Multi-omics analysis offers a promising avenue to a better understanding of complex biological phenomena. In particular, untangling the pathophysiology of multifactorial health conditions such as the inflammatory bowel disease (IBD) could benefit from simultaneous consideration of several omics levels. However, taking full advantage of multi-omics data requires the adoption of suitable new tools. Multi-view learning, a machine learning technique that natively joins together heterogeneous data, is a natural source for such methods. Here we present a new approach to variable selection in unsupervised multi-view learning by applying stability selection to canonical correlation analysis (CCA). We apply our method, StabilityCCA, to simulated and real multi-omics data, and demonstrate its ability to find relevant variables and improve the stability of variable selection. In a case study on an IBD microbiome data set, we link together metagenomics and metabolomics, revealing a connection between their joint structure and the disease, and identifying potential biomarkers. Our results showcase the usefulness of multi-view learning in multi-omics analysis and demonstrate StabilityCCA as a powerful tool for biomarker discovery.
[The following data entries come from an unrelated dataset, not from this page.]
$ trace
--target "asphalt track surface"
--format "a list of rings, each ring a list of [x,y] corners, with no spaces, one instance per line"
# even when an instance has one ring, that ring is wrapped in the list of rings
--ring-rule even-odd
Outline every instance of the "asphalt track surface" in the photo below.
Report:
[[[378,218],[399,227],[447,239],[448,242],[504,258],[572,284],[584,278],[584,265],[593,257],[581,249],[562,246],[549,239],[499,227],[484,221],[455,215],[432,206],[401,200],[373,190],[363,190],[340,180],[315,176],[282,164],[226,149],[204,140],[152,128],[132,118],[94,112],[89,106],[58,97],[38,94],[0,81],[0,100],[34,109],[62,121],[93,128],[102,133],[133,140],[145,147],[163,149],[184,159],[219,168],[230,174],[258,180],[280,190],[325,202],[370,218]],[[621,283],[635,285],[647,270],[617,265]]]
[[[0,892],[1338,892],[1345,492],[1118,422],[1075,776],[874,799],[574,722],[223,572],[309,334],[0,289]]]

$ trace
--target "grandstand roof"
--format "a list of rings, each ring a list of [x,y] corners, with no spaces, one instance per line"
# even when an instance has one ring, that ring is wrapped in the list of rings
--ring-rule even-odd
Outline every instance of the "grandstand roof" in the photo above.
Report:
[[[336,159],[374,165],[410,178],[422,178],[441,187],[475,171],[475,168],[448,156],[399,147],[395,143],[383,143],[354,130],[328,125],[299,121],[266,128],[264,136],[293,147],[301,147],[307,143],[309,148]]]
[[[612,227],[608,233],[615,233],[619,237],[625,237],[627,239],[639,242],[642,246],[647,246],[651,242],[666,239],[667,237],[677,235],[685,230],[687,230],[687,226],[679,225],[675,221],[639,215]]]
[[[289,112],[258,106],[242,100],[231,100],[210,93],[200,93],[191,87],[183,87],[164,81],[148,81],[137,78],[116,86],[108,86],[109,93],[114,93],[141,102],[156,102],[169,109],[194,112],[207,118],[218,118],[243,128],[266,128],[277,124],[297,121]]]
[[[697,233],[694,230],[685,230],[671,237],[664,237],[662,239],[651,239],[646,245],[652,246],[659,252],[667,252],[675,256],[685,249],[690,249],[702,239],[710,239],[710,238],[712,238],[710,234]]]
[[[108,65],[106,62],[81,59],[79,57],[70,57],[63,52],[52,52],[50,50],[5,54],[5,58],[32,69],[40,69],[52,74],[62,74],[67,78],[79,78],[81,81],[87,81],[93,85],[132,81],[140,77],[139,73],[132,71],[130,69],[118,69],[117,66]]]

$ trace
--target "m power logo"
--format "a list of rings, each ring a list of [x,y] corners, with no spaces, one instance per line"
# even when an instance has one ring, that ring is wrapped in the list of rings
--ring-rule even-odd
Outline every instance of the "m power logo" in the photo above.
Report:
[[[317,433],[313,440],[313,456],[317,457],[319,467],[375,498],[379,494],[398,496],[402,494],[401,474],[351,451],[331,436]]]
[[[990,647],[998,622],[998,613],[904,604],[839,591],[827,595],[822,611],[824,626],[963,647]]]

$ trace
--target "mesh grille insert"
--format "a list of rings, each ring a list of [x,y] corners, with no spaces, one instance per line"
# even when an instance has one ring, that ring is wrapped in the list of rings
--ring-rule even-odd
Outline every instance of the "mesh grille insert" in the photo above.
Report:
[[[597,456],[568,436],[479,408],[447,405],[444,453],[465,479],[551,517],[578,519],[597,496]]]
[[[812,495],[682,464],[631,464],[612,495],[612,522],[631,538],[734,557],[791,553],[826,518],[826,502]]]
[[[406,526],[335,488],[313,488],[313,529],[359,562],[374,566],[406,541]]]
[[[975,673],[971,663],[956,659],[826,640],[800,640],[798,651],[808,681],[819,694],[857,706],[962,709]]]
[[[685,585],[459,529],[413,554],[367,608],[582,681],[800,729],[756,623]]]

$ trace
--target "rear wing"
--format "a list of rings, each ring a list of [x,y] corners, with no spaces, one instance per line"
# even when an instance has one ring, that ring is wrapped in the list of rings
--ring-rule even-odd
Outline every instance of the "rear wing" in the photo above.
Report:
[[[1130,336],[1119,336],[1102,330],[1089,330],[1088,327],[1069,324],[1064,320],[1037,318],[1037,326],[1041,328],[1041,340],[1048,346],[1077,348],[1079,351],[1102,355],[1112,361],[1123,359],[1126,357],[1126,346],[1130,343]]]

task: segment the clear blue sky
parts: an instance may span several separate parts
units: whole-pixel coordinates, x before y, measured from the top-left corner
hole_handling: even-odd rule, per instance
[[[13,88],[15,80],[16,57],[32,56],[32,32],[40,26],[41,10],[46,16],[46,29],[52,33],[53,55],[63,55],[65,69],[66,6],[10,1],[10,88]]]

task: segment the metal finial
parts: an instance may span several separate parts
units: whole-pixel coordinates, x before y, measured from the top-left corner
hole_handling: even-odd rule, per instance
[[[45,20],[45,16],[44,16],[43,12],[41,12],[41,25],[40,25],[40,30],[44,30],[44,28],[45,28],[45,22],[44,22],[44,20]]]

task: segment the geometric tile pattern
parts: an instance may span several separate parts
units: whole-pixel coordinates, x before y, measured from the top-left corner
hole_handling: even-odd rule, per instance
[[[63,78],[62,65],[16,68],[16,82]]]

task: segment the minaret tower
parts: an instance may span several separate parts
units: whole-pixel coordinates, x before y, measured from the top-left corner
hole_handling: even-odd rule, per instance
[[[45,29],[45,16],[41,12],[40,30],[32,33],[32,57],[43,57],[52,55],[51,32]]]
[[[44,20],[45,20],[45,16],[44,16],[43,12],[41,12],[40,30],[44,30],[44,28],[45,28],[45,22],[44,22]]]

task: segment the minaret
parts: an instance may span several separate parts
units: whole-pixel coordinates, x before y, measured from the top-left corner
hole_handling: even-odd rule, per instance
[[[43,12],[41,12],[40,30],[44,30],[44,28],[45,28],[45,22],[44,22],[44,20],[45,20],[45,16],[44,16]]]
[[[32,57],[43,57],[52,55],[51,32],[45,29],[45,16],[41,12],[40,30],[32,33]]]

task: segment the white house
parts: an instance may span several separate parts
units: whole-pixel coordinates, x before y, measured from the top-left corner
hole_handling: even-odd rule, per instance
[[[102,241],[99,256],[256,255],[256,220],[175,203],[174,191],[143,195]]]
多组学分析为更好地理解复杂的生物现象提供了一条很有前途的途径。特别是,梳理像炎症性肠病(IBD)这样的多因素健康状况的病理生理学可以从同时考虑几个组学层面中受益。然而,要充分利用多组学数据,需要采用合适的新工具。多视图学习是一种机器学习技术,可以自然地将异构数据结合在一起,它是此类方法的一个自然来源。在这里,我们通过将稳定性选择应用于典型相关分析(CCA),提出了一种在无监督多视图学习中进行变量选择的新方法。我们将我们的方法 StabilityCCA 应用于模拟和真实的多组学数据,并证明了它找到相关变量和提高变量选择稳定性的能力。在一个 IBD 微生物组数据集的案例研究中,我们将宏基因组学和代谢组学联系起来,揭示了它们的联合结构与疾病之间的联系,并确定了潜在的生物标志物。我们的结果展示了多视图学习在多组学分析中的有用性,并证明了 StabilityCCA 作为一种强大的生物标志物发现工具的作用。